Water stress is a critical abiotic stress for plant reduction in arid and semiarid zones and, has been discovered to be detrimental to the development of seedlings as well as the growth and physiological characteristics of many crops such as cotton. The objectives of our study were to determine the combining ability and genetic components for five quantitative traits [(leaf area (LA), leaf dry weight (LDW), plant height (PH), fiber length (2.5 percent SL), and lint cotton yield/plant (LCY/P)] under water shortage stress, a half diallel cross between six cotton genotypes representing a wide range of cotton characteristics was evaluated in RCBD with four replications. The genotype mean squares were significant for all traits studied, demonstrating significant variation among genotypes for all characters under water shortage stress. LCY/P had the highest phenotypic and genotypic correlation co-efficient with PH, LDW, and LA shortage.

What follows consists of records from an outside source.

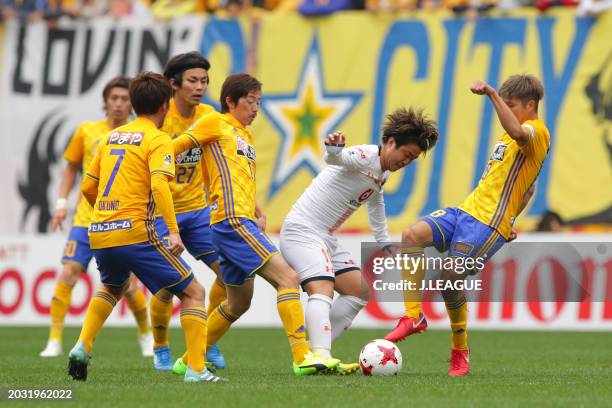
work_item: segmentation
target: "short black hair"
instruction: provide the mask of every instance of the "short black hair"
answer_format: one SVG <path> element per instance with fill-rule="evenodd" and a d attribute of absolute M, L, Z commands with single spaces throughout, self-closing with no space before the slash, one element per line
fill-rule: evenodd
<path fill-rule="evenodd" d="M 255 77 L 249 74 L 232 74 L 228 76 L 221 87 L 221 113 L 229 112 L 229 106 L 225 100 L 227 97 L 232 102 L 238 103 L 238 99 L 254 91 L 261 91 L 261 82 Z"/>
<path fill-rule="evenodd" d="M 154 115 L 172 98 L 167 78 L 155 72 L 142 72 L 130 82 L 130 100 L 136 115 Z"/>
<path fill-rule="evenodd" d="M 106 100 L 108 99 L 108 96 L 113 88 L 130 89 L 130 79 L 124 77 L 123 75 L 119 75 L 108 81 L 104 86 L 104 90 L 102 91 L 102 99 L 104 100 L 104 103 L 106 103 Z"/>
<path fill-rule="evenodd" d="M 178 54 L 172 57 L 166 64 L 164 76 L 168 79 L 174 79 L 176 84 L 181 86 L 183 72 L 192 68 L 202 68 L 208 71 L 210 69 L 210 62 L 197 51 Z"/>
<path fill-rule="evenodd" d="M 395 139 L 396 148 L 415 144 L 426 152 L 439 138 L 436 122 L 423 113 L 423 109 L 399 108 L 386 116 L 383 126 L 383 143 Z"/>

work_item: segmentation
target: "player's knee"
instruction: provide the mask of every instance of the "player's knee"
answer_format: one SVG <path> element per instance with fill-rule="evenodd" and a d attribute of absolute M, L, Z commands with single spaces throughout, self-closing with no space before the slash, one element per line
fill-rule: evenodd
<path fill-rule="evenodd" d="M 79 275 L 81 274 L 81 265 L 67 263 L 64 264 L 64 268 L 60 273 L 59 280 L 66 285 L 74 286 L 79 280 Z"/>
<path fill-rule="evenodd" d="M 240 297 L 238 299 L 228 300 L 230 312 L 236 316 L 242 316 L 251 307 L 251 299 Z"/>
<path fill-rule="evenodd" d="M 204 303 L 205 295 L 204 286 L 200 285 L 200 282 L 194 279 L 183 291 L 181 300 L 188 300 L 192 304 L 199 305 Z"/>
<path fill-rule="evenodd" d="M 402 243 L 405 244 L 418 244 L 419 237 L 417 235 L 416 229 L 412 227 L 406 228 L 402 231 Z"/>
<path fill-rule="evenodd" d="M 296 271 L 287 268 L 287 271 L 281 275 L 277 284 L 278 290 L 297 289 L 300 285 L 300 278 Z"/>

The highest direct effect on lint cotton yield was exhibited by leaf area (3.905), and the highest indirect effects of all traits were through LA, with the exception of 2.5 percent SL, which was through LDW. The highest dissimilarity (Euclidean Distance) between parental genotypes was between G.87 and G.94, followed by G.87 and Menoufi. G.94 was also a well-adapted genotype, and the combinations G.87 x G.94 and G.87 x Menoufi may outperform their parents. The combining ability analysis revealed highly significant differences between parental GCA effects and F1 crosses SCA effects. The variation of GCA and SCA demonstrated the assurance of additive and non- additive gene action in the inheritance of all traits studied. In terms of general combining ability (GCA) effects, parental genotype G.94 demonstrated the highest significant and positive GCA effects for all traits studied, with the exception of 2.5 percent SL, where G.87 revealed the highest significant and positive GCA effects. The effects of specific combining ability (SCA) revealed that the cross (G.87 x2G.94) revealed stable, positive, and significant SCA for all of the studied traits.

Keywords: Combining ability; Cotton; Diallel analysis; Gene action; Path analysis; Water deficit.